The Post-Dispatch asked Shildt if any of these could be factors.
“I wouldn’t dig that deep,” the manager said. “It’s a little bit of anomaly. Sometimes those things sprinkle through the course of a season. Unfortunately, there have been jumbled a little bit together with a couple in the last week. They’re isolated instances. Is it the baseball? It would be pure speculation. Is it substances? I don’t think that’s it at all.”
In addition to being in the top five in hit batters, the Cardinals have the fifth most walks allowed and seventh most wild pitches. First-place Milwaukee also is in the top seven in most walks, wild pitches and hit batters.
If more pitches are out of the zone, there are more walks, more chances a pitch will be wild, and more possibilities of leaving a mark. A day after Harper and teammate Didi Gregorius were hit by consecutive pitches, the Cardinals’ Nolan Arenado got hit late in a game by the Phillies.
Shildt said succinctly he does not want this topic to get out of control.
“Can’t ignore it and we have to answer for it,” he said. “They’re individual situations that happened relatively close together. I don’t know what more to tell you.”
‘Waino’ set, tests for Hicks
After coming in contact last week with a family member who tested positive for coronavirus and missing the weekend series in Pittsburgh, Adam Wainwright has passed all necessary tests and is expected, as planned, to start Monday night’s game against the Mets.

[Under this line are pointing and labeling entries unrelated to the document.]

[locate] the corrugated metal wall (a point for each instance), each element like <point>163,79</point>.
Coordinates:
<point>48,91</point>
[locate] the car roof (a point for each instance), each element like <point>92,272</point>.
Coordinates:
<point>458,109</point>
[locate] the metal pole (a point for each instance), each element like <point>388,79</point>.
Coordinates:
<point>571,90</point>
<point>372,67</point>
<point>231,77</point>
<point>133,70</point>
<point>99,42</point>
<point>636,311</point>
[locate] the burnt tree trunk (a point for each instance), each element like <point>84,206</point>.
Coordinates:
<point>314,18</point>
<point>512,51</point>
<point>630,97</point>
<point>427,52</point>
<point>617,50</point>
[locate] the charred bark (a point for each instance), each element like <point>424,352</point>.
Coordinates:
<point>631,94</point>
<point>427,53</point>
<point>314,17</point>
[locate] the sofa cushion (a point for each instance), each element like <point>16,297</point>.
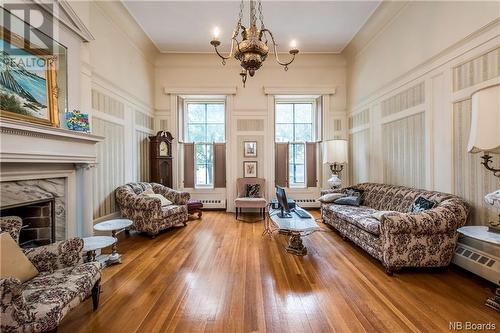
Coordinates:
<point>330,197</point>
<point>421,204</point>
<point>360,216</point>
<point>352,200</point>
<point>14,262</point>
<point>52,295</point>
<point>173,209</point>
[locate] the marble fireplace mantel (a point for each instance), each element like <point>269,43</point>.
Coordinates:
<point>32,151</point>
<point>33,143</point>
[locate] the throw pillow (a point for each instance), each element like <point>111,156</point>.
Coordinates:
<point>330,197</point>
<point>13,262</point>
<point>148,191</point>
<point>164,201</point>
<point>378,215</point>
<point>421,204</point>
<point>352,200</point>
<point>253,191</point>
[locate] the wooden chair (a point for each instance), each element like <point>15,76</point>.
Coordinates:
<point>242,201</point>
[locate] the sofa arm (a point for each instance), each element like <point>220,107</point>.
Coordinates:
<point>177,197</point>
<point>55,256</point>
<point>14,309</point>
<point>450,215</point>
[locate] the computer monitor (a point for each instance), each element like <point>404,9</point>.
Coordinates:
<point>283,203</point>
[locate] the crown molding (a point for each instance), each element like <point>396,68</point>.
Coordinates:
<point>201,91</point>
<point>299,91</point>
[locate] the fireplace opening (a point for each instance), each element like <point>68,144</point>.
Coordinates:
<point>38,217</point>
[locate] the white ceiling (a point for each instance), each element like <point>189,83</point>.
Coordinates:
<point>186,26</point>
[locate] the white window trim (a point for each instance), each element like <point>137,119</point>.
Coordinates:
<point>315,127</point>
<point>202,99</point>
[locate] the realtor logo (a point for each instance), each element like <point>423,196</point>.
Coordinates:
<point>34,36</point>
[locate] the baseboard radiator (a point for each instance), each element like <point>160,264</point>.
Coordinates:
<point>214,203</point>
<point>478,262</point>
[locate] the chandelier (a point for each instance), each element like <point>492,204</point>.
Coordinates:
<point>253,48</point>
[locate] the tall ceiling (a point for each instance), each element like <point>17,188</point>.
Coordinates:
<point>186,26</point>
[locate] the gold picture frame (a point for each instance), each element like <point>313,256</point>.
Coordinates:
<point>51,117</point>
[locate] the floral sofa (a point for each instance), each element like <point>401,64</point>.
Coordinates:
<point>63,282</point>
<point>400,239</point>
<point>147,213</point>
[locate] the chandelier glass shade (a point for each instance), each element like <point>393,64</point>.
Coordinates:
<point>253,48</point>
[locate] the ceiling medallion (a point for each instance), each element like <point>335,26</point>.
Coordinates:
<point>253,48</point>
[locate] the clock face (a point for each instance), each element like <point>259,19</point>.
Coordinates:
<point>163,149</point>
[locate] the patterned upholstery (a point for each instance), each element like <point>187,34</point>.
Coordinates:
<point>147,213</point>
<point>40,304</point>
<point>401,239</point>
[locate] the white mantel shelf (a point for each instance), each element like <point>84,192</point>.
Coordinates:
<point>34,143</point>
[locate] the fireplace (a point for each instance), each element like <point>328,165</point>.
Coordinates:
<point>39,221</point>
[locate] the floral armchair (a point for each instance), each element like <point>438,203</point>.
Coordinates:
<point>147,213</point>
<point>63,282</point>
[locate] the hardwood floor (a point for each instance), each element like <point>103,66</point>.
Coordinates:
<point>219,275</point>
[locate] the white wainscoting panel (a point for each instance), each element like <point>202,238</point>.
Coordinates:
<point>110,168</point>
<point>403,152</point>
<point>359,159</point>
<point>472,180</point>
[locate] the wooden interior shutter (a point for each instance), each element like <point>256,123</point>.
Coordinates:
<point>311,160</point>
<point>189,165</point>
<point>219,165</point>
<point>281,164</point>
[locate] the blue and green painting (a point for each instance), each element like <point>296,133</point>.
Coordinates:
<point>23,84</point>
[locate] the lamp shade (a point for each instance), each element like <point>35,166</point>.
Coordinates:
<point>484,133</point>
<point>335,151</point>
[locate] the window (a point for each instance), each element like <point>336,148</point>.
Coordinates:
<point>205,124</point>
<point>294,124</point>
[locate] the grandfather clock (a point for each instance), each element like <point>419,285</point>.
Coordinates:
<point>160,158</point>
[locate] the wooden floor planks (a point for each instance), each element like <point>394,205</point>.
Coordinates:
<point>220,275</point>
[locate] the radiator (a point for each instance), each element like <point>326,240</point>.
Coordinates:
<point>213,203</point>
<point>478,262</point>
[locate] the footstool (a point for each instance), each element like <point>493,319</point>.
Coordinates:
<point>195,206</point>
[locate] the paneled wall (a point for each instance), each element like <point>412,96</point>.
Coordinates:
<point>359,156</point>
<point>403,151</point>
<point>471,179</point>
<point>123,156</point>
<point>418,125</point>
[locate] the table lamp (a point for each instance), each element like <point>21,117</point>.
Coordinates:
<point>485,136</point>
<point>335,155</point>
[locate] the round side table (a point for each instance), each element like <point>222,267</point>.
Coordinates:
<point>93,243</point>
<point>114,226</point>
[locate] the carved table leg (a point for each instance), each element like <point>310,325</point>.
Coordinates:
<point>295,245</point>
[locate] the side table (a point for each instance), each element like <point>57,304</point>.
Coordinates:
<point>94,243</point>
<point>481,233</point>
<point>114,226</point>
<point>195,206</point>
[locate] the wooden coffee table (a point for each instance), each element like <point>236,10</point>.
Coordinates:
<point>114,226</point>
<point>295,227</point>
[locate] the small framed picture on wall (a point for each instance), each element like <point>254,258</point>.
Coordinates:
<point>250,149</point>
<point>249,169</point>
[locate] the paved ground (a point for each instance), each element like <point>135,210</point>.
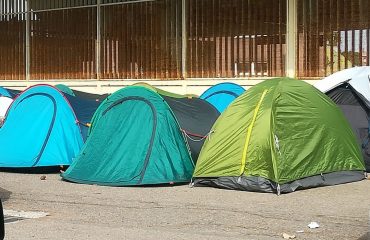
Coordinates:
<point>179,212</point>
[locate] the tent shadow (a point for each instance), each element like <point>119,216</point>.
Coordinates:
<point>4,194</point>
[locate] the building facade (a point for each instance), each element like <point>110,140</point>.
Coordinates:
<point>181,39</point>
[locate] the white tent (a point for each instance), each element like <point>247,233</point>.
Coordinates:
<point>357,78</point>
<point>4,105</point>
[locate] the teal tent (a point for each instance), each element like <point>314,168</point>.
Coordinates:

His return to the roster and subsequent move to create a spot for him could be how the Cardinals address another question about the pitching staff.
Jordan Hicks, who left Saturday’s game because of inflammation in his surgically rebuilt right elbow, will meet with team physicians Monday and have a battery of exams and scans taken of the joint to determine a course of treatment. The Cardinals did not make a roster move Sunday in part because they’d exhausted the taxi squad’s available pitchers already, could not get a pitcher to Pittsburgh with the quick turnaround, and they could wait to see how Hicks recovered.
“Just for a complete reassurance not to jump the gun that Jordan is going to be on the IL,” Shildt said of the reliever going on the 10-day injured list. “I think there’s optimism. If we end up having to take a small pause, we might make a decision for 10 days. But we want to give ourselves that opportunity to gather all the facts.”
Wainwright was placed on the COVID-19 injured list and is eligible to come off at any time. If the Cardinals elect to swap him and Hicks on the active roster, Hicks would be eligible to return next week during a series in Milwaukee.
Cardinals pitcher Daniel Ponce de Leon, placed on the IL on Friday, also will meet with doctors and have imaging done to determine the cause of soreness in his right shoulder.
Paul Goldschmidt received a scheduled day off Sunday and to avoid rearranging the lineup completely, Shildt subbed Matt Carpenter in at first base and batting third. Carpenter walked twice. Other everyday players will be getting plotted off days during this 17-game, 17-day stretch.
• John Nogowski (bone bruise, hand) continues to regain his grip strength, Shildt said, and in the coming weeks will be scheduled for at-bats with Class AAA Memphis on a rehab assignment.
• On Wonder Woman bobblehead day, the Pirates drew 7,343 to PNC Park, where capacity remains limited by COVID-19 protocols. In the three-game series, the Pirates drew 5,953 for a chilly game Friday, and 7,331 for Saturday’s game.